Those independent cattle ranchers who mostly hold up in Billings, MT, won’t back down when it comes to country of origin labeling (COOL), which is also favored by many food safety advocates. A federal judge in Spokane just declined to bring back COOL for beef and pork, but the ranchers say there is still someone who they say can make beef and pork great again.
The Ranchers-Cattlemen Action Legal Fund, United Stockgrowers of America, or R-CALF, has refocused its efforts on President Donald J. Trump, who is either renegotiating NAFTA or tearing it up in favor of new separate agreements with Canada and Mexico or perhaps both.

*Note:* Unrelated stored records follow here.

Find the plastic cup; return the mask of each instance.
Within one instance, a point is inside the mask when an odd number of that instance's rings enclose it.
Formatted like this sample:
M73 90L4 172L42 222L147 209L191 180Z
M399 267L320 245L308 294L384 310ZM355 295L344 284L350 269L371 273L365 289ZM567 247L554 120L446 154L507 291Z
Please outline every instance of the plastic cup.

In all that trade action, R-CALF hopes Trump’s deal makers can move what they see as a troublesome report from the World Trade Organizatio. In 2015 the WTO’s Dispute Settlement Body upheld findings by the Compliance Panel. The WTO action favored Canada and Mexico ultimately resulted in Congress and USDA dropping COOL requirements.
Canada and Mexico contend labels of origin on beef and pork is a non-tariff barrier to free trade.

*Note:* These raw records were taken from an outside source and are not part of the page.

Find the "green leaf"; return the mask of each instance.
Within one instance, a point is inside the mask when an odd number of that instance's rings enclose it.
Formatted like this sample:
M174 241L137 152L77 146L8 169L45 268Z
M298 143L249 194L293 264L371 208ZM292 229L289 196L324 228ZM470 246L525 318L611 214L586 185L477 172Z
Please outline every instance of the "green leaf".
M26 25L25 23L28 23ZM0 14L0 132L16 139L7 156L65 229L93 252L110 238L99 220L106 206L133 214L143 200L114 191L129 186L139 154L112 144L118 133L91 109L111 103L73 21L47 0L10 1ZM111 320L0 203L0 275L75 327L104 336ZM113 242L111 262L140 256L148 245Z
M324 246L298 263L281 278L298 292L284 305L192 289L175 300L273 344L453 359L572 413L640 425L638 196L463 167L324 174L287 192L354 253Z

USDA’s Agriculture Marketing Service removed beef, ground beef, pork and ground pork from the list of covered commodities. R-CALF and its affiliate, Cattle Producers of Washington, sued Secretary of Agriculture Sonny Perdue early last year, demanding USDA restore country of origin labeling for beef and pork.

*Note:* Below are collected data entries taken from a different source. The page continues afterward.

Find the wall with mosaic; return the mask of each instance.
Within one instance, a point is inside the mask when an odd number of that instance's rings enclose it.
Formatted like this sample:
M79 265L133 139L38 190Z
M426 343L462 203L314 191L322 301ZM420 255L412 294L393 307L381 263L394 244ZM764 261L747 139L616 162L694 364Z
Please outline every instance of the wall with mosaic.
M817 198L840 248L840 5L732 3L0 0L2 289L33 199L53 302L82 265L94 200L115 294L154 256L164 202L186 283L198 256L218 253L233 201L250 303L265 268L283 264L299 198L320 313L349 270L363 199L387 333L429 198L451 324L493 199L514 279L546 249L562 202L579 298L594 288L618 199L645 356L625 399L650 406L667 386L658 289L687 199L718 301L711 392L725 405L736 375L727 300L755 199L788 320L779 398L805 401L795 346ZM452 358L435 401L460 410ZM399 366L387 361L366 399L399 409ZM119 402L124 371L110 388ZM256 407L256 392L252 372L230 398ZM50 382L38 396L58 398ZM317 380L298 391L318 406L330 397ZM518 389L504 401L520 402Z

U.S. District Court Judge Rosanna Malouf Peterson of the Eastern District for Washington State, dismissed the action against Perdue, saying USDA’s 2016 rule eliminating COOL was enacted just as Congress intended. The judge did agree the cattle producers suffered financial harm that was “fairly traceable” to losing country of origin labeling for beef and pork.
“The fact that the court agreed with us that independent pork and beef producers are harmed by COOL makes it even clearer that the Trump Administration and Congress must act now to protect them,” said David Muraskin, lead counsel for R-CALF in the suit. “This movement has been gaining ground outside of court, and we expect it to continue doing so despite this ruling,”
R-CALF’s legal team, which in addition to Muraskin included Beth Terrell and Blythe Chandler of Terrell Marshall Law Group in Seattle, and J. Dudley Butler of the Butler Farm and Ranch Law Group in Benton, MS, tried to challenge the 1989 rule that allowed removal of COOL labels on imported beef. However, the court rule that underlying action had to be challenged prior to 1995.
Moreover, the court found that Congress’ act of repealing COOL for beef signified it is clear intent to allow imported beef to be sold to consumers without COOL markings.
“While obviously disappointing, the outcome of this case highlights the urgent need for the new Administration and new Congress to reverse the harm to U.S. cattle producers brought about by the actions of the previous Administration and Congress,” said R-CALF USA CEO Bill Bullard.
“President Trump now has the opportunity to immediately reinstate COOL in his ongoing renegotiation of NAFTA as well as by initiating a rulemaking within USDA to require imported beef to bear its foreign marking through retail sale, just as the COOL rule effectively did from 2009 through 2015,” he added.